Most of what gets applauded in software is theater. A shiny demo. A framework migration retold as a hero story. A launch post that thanks fifty people for a feature that nobody asked for. I have sat in those rooms. I have written those posts. They feel like work, which is the dangerous part, because they are not.
The only honest measure of progress is whether the user's pain moved. Not their delight score. Not their NPS. Their pain. Something they could not do before that they can now — or something they had to do before that they no longer have to. Everything else is decoration we put on top of the outcome.

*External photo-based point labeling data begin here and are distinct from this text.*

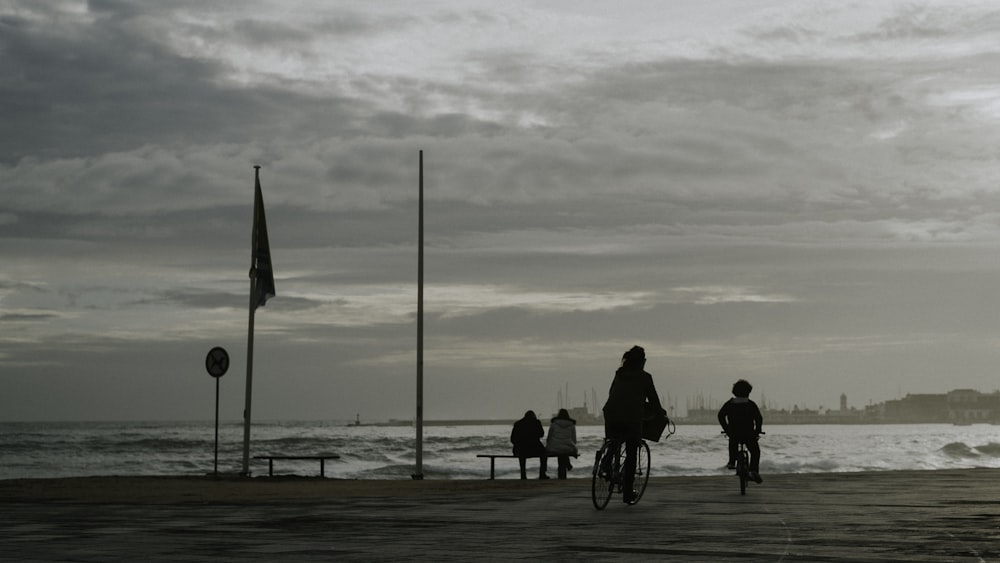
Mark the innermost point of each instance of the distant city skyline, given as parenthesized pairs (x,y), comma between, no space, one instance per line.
(797,193)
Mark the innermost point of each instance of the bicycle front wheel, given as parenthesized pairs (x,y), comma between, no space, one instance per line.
(602,486)
(642,461)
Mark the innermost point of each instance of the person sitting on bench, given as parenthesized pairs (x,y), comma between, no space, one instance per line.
(527,439)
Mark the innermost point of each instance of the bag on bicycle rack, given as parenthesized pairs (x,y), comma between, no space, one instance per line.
(653,424)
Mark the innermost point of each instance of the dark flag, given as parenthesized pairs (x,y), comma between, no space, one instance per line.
(260,269)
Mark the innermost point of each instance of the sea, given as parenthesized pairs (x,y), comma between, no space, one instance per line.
(75,449)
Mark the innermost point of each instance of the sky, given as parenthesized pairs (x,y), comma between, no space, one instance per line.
(796,192)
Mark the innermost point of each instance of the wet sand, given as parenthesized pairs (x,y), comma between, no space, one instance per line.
(878,516)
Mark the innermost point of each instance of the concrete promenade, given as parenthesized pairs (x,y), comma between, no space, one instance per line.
(872,517)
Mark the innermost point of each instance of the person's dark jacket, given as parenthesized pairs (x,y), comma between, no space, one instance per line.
(740,418)
(630,390)
(526,437)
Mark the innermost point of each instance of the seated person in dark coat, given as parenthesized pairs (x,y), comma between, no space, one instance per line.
(527,439)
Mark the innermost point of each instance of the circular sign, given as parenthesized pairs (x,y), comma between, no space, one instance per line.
(217,362)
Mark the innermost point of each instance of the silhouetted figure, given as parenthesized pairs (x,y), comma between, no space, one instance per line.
(527,439)
(631,390)
(561,440)
(742,422)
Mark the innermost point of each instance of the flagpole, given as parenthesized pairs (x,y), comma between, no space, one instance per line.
(420,330)
(249,387)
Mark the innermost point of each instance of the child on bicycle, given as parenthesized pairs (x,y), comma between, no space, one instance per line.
(742,422)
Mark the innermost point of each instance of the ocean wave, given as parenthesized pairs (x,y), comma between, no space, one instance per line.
(991,449)
(959,450)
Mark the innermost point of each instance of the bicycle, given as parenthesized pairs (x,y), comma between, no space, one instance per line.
(743,466)
(608,475)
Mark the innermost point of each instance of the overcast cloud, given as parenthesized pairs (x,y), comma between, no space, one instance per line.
(798,193)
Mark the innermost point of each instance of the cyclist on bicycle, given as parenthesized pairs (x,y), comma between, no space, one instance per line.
(631,390)
(742,422)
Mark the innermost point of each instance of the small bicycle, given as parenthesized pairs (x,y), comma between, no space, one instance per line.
(608,475)
(743,466)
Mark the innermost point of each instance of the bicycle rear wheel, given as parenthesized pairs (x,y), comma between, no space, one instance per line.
(642,461)
(602,486)
(743,470)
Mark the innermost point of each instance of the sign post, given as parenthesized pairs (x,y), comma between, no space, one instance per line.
(217,363)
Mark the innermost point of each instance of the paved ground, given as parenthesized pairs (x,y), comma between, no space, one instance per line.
(876,517)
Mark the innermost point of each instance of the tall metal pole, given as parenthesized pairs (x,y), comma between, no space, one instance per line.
(216,470)
(249,389)
(419,474)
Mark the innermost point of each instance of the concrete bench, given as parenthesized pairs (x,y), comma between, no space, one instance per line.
(321,457)
(493,460)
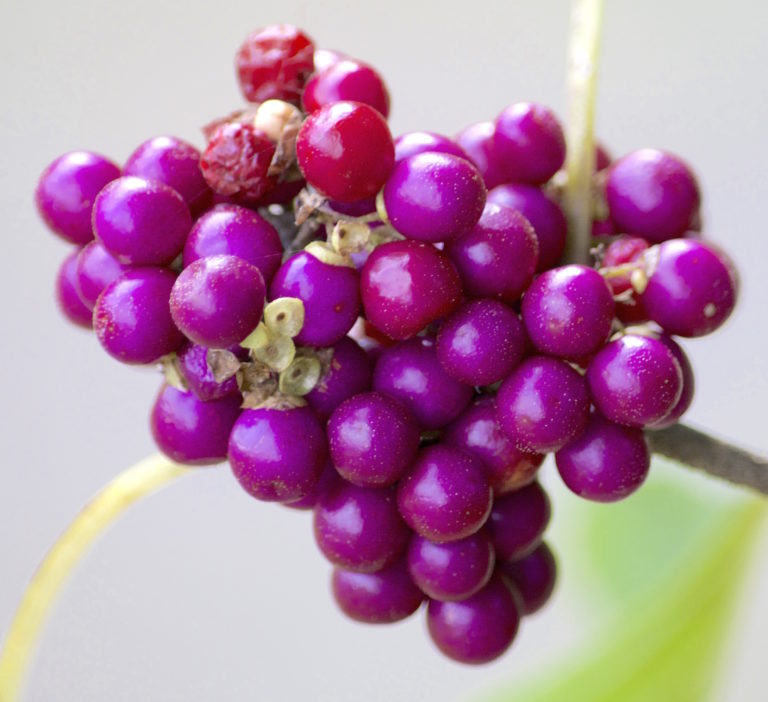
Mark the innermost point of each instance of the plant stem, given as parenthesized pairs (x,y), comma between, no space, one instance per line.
(583,53)
(136,482)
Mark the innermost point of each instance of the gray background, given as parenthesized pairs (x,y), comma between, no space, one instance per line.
(201,593)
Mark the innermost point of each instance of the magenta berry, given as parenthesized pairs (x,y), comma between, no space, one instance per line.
(608,462)
(434,196)
(67,190)
(406,285)
(454,570)
(481,342)
(360,528)
(498,257)
(132,317)
(191,431)
(568,311)
(266,458)
(345,151)
(543,404)
(411,373)
(478,629)
(445,495)
(373,439)
(218,301)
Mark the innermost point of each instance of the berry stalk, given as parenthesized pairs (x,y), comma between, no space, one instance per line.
(136,482)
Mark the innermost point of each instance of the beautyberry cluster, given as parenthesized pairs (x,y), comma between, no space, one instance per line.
(384,331)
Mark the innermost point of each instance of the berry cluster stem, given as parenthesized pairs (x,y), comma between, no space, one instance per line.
(136,482)
(583,55)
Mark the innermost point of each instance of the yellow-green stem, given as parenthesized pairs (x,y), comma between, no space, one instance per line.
(138,481)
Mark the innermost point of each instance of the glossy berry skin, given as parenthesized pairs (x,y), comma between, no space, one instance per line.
(141,222)
(236,162)
(406,285)
(635,380)
(533,578)
(481,342)
(359,528)
(608,462)
(477,141)
(346,80)
(454,570)
(349,372)
(70,302)
(652,194)
(191,431)
(132,318)
(478,629)
(372,439)
(529,143)
(177,164)
(498,257)
(330,293)
(66,192)
(218,301)
(445,495)
(568,311)
(518,521)
(345,151)
(384,597)
(193,365)
(434,196)
(692,288)
(542,405)
(544,214)
(411,373)
(95,269)
(477,431)
(275,63)
(268,460)
(236,231)
(412,143)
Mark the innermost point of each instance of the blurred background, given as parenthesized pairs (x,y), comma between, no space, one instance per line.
(201,593)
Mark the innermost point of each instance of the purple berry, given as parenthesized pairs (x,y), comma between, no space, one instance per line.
(191,431)
(330,293)
(478,629)
(477,431)
(70,303)
(267,457)
(652,194)
(529,143)
(236,231)
(497,258)
(692,287)
(544,214)
(451,571)
(177,164)
(373,439)
(132,317)
(141,222)
(67,189)
(359,528)
(434,196)
(518,521)
(608,462)
(445,495)
(411,373)
(406,285)
(543,404)
(481,342)
(635,380)
(568,311)
(218,301)
(377,598)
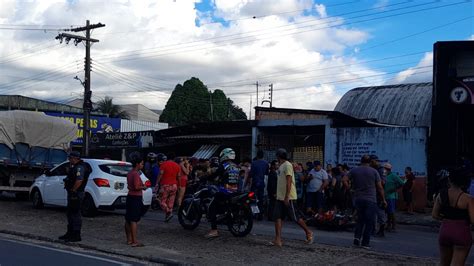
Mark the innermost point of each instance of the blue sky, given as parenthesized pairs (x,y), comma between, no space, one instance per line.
(312,56)
(455,23)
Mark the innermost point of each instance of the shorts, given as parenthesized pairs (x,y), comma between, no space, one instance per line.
(407,196)
(391,205)
(281,211)
(315,200)
(455,233)
(133,208)
(184,182)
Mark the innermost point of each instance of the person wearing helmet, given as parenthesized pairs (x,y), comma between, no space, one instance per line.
(151,169)
(160,158)
(227,176)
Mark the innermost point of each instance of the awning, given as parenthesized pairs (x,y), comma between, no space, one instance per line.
(206,151)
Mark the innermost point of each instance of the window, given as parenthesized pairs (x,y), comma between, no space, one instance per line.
(60,170)
(116,169)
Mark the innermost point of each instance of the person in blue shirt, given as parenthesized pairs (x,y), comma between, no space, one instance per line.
(258,171)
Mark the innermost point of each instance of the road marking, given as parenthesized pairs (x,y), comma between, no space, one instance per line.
(67,252)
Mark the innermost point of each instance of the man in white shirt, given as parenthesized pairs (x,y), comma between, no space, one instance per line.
(318,181)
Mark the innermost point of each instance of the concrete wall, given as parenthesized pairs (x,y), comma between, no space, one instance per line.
(400,146)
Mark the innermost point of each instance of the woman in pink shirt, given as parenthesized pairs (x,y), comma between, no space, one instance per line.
(134,204)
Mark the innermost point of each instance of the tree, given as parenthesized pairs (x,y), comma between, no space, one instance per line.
(107,106)
(191,103)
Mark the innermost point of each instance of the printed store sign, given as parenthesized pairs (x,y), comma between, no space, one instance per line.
(98,124)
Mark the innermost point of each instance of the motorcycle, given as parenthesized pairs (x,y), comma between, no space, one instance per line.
(237,213)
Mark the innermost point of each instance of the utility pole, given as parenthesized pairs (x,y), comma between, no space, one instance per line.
(87,106)
(250,109)
(256,83)
(210,102)
(271,94)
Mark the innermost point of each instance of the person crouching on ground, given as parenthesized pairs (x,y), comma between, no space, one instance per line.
(456,210)
(169,181)
(134,203)
(285,205)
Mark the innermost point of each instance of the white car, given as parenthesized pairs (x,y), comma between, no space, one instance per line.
(106,187)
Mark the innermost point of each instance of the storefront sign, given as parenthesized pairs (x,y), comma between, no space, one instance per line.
(143,139)
(98,124)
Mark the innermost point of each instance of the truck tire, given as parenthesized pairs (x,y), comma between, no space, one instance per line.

The demo is not the product
I have built features that demoed beautifully and failed to move a single metric. I have also shipped quiet, unglamorous refactors that halved the time a support agent spent resolving a ticket. Only one of those was work. The other was performance.

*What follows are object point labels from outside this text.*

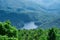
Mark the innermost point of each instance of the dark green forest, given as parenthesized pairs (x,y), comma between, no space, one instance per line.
(10,32)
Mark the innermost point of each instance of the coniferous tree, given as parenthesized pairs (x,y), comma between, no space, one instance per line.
(51,34)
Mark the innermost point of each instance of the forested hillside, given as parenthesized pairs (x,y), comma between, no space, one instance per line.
(10,32)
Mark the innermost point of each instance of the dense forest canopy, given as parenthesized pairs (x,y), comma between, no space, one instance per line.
(10,32)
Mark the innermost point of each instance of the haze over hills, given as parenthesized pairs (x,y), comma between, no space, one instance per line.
(24,13)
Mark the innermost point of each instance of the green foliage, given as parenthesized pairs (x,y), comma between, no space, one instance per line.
(9,32)
(51,34)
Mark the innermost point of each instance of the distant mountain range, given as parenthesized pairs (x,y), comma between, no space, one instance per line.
(25,12)
(43,20)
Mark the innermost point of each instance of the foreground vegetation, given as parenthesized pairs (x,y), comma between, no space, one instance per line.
(9,32)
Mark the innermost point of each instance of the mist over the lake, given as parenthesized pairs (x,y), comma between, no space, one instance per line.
(31,14)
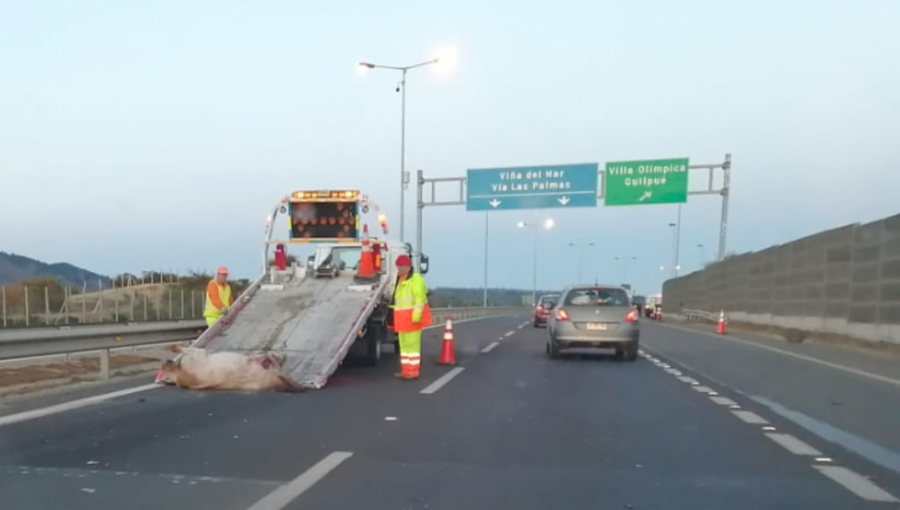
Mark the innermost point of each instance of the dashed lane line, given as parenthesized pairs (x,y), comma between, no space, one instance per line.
(490,347)
(284,495)
(750,417)
(855,371)
(74,404)
(793,445)
(442,381)
(857,484)
(723,401)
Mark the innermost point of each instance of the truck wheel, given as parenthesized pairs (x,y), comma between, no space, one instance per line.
(373,350)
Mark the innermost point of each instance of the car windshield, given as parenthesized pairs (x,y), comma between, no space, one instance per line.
(549,300)
(597,296)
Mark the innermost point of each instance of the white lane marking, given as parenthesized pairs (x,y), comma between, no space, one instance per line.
(490,347)
(793,445)
(75,404)
(443,380)
(750,417)
(855,371)
(857,484)
(723,401)
(284,495)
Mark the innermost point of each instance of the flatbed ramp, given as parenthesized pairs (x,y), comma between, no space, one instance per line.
(313,322)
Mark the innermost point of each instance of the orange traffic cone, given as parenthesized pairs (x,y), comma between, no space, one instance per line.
(366,269)
(448,354)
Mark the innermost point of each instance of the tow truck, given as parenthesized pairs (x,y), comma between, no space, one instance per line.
(316,322)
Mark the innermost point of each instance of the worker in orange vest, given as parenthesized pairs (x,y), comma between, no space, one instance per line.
(218,297)
(411,315)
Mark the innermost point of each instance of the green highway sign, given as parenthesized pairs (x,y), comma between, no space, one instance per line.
(656,181)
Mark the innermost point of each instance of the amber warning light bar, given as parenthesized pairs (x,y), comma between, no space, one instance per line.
(337,195)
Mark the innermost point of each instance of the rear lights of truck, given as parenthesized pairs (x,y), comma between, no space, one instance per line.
(631,316)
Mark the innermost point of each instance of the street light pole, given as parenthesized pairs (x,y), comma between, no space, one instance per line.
(580,248)
(404,178)
(674,227)
(677,239)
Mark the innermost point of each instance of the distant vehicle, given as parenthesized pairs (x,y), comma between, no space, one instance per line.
(599,317)
(639,303)
(543,309)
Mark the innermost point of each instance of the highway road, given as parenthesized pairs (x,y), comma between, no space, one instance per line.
(698,422)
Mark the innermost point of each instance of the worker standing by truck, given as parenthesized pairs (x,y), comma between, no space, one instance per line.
(411,315)
(218,297)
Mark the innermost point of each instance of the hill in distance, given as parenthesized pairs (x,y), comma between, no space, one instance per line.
(16,268)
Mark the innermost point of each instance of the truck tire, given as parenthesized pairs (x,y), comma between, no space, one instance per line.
(373,349)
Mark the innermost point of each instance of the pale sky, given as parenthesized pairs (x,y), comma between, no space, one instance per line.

"The test of the engine is not that it starts; it is that it still runs after an hour."
— FIELD NOTE, WENG SENG
The hardest discipline I try to hold is letting a beautiful feature die when the evidence says it is not needed. That is not a product failure. It is the product function working. The failure is the opposite — keeping a feature alive because someone gave a good talk about it.

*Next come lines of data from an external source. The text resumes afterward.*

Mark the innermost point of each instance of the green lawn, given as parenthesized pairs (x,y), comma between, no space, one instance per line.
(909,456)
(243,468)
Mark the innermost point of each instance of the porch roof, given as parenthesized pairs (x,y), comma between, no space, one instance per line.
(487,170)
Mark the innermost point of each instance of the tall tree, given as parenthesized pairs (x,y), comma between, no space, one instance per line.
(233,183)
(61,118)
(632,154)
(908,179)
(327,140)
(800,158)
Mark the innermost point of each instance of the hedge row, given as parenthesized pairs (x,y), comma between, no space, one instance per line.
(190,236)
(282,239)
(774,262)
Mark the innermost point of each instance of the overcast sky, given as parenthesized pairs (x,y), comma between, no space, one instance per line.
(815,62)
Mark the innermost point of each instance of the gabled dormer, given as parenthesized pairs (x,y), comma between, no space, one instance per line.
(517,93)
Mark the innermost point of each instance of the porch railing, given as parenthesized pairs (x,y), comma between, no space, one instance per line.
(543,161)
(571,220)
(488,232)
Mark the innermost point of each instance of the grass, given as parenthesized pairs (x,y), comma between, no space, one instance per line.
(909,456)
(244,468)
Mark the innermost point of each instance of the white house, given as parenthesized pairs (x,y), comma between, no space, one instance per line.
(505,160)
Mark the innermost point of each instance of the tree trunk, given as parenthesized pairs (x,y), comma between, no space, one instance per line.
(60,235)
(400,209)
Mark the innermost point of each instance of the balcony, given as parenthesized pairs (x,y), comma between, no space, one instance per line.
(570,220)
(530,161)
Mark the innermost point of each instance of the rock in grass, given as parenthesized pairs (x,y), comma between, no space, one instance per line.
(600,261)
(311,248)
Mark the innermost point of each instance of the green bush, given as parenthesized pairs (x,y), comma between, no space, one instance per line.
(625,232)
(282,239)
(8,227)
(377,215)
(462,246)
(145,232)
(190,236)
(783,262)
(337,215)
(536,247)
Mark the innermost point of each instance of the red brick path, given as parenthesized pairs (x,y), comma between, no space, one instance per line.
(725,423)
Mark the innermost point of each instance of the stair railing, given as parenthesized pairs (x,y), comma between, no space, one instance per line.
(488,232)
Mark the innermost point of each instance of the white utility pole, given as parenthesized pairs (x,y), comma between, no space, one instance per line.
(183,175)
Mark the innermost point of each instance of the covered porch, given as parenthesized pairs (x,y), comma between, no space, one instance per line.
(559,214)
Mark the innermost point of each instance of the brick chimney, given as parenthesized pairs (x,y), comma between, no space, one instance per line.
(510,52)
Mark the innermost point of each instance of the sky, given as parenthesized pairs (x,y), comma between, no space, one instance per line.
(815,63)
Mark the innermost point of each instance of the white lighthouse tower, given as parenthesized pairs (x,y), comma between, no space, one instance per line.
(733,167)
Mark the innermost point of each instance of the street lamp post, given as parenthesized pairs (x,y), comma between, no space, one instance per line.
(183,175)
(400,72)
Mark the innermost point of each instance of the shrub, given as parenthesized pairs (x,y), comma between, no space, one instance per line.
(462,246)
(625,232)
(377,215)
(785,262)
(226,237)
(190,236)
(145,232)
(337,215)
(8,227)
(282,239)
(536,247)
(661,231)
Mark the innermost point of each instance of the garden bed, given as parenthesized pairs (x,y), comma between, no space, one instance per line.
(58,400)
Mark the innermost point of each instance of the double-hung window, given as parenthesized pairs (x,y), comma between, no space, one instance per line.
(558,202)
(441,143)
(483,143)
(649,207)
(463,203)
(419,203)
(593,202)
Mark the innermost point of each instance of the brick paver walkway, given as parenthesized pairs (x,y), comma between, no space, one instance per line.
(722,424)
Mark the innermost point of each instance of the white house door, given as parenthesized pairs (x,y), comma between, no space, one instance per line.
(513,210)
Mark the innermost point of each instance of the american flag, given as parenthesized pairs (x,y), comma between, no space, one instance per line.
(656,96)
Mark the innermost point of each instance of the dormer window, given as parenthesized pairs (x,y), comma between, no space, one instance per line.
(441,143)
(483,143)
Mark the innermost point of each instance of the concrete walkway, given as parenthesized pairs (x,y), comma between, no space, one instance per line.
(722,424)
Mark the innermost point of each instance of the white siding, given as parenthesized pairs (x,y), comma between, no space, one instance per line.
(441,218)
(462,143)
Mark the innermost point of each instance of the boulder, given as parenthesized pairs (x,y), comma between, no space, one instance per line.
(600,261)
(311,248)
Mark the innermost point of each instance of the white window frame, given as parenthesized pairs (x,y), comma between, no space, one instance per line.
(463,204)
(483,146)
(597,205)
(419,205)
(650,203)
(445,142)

Rhetoric is cheap; evidence is expensive
Arguments are free. Anyone can produce one in an afternoon. Evidence costs instrumentation, a real user base, patience, and the humility to be surprised. When an argument and the numbers disagree, the argument is the thing that needs to change. It does not matter whose argument it is. It does not matter whose numbers they are.
I would rather ship something ugly and true than something beautiful and performative. The first one compounds. The second one eventually asks to be replaced by the first.